Minus the Bear: More Cowbell





Minus the Bear
Bimbo's 365 Club
San Francisco, CA
April 29, 2008

I gots to have me more cowbell.

I have found that one of the great paradoxes of music lies in realizing that artistic expression is not dependent on intelligence alone. Creating music is as emotional an experience as it is intellectual. That seems obvious, but I occasionally must remind myself of this - particularly after listening to Dave Matthews and ruing his insipid lyrics or the numbing blandness of Miley Cyrus. Of course, not all expression can be operatic in its depths of pathos and beauty but conversely neither does every Campbell’s soup can or urinal-cake merit display at MOMA. A barbaric yawp is still a yawp, no matter what Walt Whitman thinks, and similarly, a mathematical equation proving Fermat’s Last Theorem, no matter how elegant, is also not art. Still, there are times when a song just gots to have more cowbell!
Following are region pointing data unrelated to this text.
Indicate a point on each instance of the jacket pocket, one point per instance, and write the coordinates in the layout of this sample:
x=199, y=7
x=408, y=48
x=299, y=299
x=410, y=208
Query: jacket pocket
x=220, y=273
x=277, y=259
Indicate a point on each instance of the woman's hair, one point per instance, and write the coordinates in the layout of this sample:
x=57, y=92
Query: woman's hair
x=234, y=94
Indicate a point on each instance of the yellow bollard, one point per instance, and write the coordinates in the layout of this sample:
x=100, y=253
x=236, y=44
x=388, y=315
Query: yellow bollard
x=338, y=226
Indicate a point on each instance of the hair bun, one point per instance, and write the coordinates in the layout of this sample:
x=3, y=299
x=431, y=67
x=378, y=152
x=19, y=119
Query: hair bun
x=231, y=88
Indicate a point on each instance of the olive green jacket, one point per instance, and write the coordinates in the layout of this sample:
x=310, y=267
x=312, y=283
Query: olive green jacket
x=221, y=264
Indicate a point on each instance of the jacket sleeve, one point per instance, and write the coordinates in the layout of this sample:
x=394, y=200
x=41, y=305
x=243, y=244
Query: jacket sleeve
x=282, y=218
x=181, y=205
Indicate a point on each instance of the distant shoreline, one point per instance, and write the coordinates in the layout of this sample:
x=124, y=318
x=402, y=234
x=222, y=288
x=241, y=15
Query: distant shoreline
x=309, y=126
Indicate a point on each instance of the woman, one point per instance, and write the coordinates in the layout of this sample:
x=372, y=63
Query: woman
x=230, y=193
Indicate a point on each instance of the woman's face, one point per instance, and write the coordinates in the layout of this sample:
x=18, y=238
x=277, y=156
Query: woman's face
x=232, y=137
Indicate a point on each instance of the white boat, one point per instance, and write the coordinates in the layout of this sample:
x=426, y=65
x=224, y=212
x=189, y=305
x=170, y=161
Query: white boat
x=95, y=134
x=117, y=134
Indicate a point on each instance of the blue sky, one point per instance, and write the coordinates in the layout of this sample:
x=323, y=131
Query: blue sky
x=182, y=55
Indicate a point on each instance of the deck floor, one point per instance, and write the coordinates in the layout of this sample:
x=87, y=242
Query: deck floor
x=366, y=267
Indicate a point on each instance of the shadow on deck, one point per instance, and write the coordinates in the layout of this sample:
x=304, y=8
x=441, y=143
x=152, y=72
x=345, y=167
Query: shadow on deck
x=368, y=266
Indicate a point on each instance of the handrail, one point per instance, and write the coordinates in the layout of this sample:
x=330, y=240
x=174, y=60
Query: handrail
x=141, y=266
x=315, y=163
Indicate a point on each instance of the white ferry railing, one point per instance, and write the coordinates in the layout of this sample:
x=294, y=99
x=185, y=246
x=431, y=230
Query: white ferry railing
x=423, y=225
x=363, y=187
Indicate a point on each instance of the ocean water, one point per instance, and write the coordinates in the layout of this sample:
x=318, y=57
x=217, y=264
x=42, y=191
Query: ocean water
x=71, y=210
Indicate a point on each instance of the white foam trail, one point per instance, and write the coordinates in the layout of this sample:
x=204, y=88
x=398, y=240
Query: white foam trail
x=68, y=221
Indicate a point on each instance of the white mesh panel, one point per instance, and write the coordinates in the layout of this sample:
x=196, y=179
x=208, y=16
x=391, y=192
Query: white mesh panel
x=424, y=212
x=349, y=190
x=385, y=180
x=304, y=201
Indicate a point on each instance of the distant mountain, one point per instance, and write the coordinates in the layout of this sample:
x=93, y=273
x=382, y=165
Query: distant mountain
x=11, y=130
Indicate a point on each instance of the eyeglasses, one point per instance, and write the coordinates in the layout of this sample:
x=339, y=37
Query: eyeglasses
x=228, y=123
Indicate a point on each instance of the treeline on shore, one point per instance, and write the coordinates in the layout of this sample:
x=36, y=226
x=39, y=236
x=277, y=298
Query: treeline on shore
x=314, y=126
When watching Minus the Bear at Bimbo’s 365 Club in San Francisco, it was hard not to consider the difficulties and quick limitations one reaches when trying to define art. The band has some of the best song and album titles in music today. Some of their titles: Absinthe Party at the Fly Honey Warehouse, Monkey! Knife! Fight!, We Are Not a Football Team, Thanks for the Killer Game of Cisco Twister, Lemurs Man Lemurs, Michio'a Death Drive, Highly Refined Pirates, This Is What I Know About Being Gigantic, Get Me Naked2: Electric Boogaloo. Just reading those titles makes me want to know what this band is about.
The brilliance of Minus the Bear lies in combining their abstract expressionist song titles with seemingly unrelated lyrics that reflect quiet personal observations. Their lyrics are further juxtaposed by the complex multilayered music of Minus the Bear with its unusual time signatures, unexpected chord progressions and free-flowing melodies. Though, at times, the music is overly dependent on guitar-tapping sounds such that the songs tend to blend together. This is a deficit suffered by other progressive rock outfits like Coldplay or outfits from the 1970s that first explored this territory like Yes, King Crimson, Genesis (circa Peter Gabriel) and, in some respects, Pink Floyd. Minus the Bear would do well to follow in the steps of Pink Floyd and incorporate more blues-flavored accents into their sound. Pink Floyd graduated from nearly indiscernible and unlistenable psychedelic landscapes by adding more blues-influenced guitar and piano and created some of the most brilliant artistic expressions in rock music history. For Minus the Bear, a little less scarecrow and a little more lion could make them the most brilliant act on today’s music scene. It is rock and roll after all and should be a punch to the gut as well as the head. More cowbell!

Nevertheless, in a world of countless forgettable prima donnas like Mariah Carey, plain wannabe rockers like Daughtry, and too many nondescript “R&B” artists to name, having my brain stimulated for an evening, rather than dulled by dribble dressed up like music, was more than worth the price of admission. The band has been described as a distant satellite anonymously orbiting around the music world, but recent well-received performances at Coachella and other large festivals may quickly change this. And, when the dust settled and I was driving home, I concluded that this was a tremendous performance by a deeply talented band with unlimited potential for commercial as well as artistic success- a rare combination.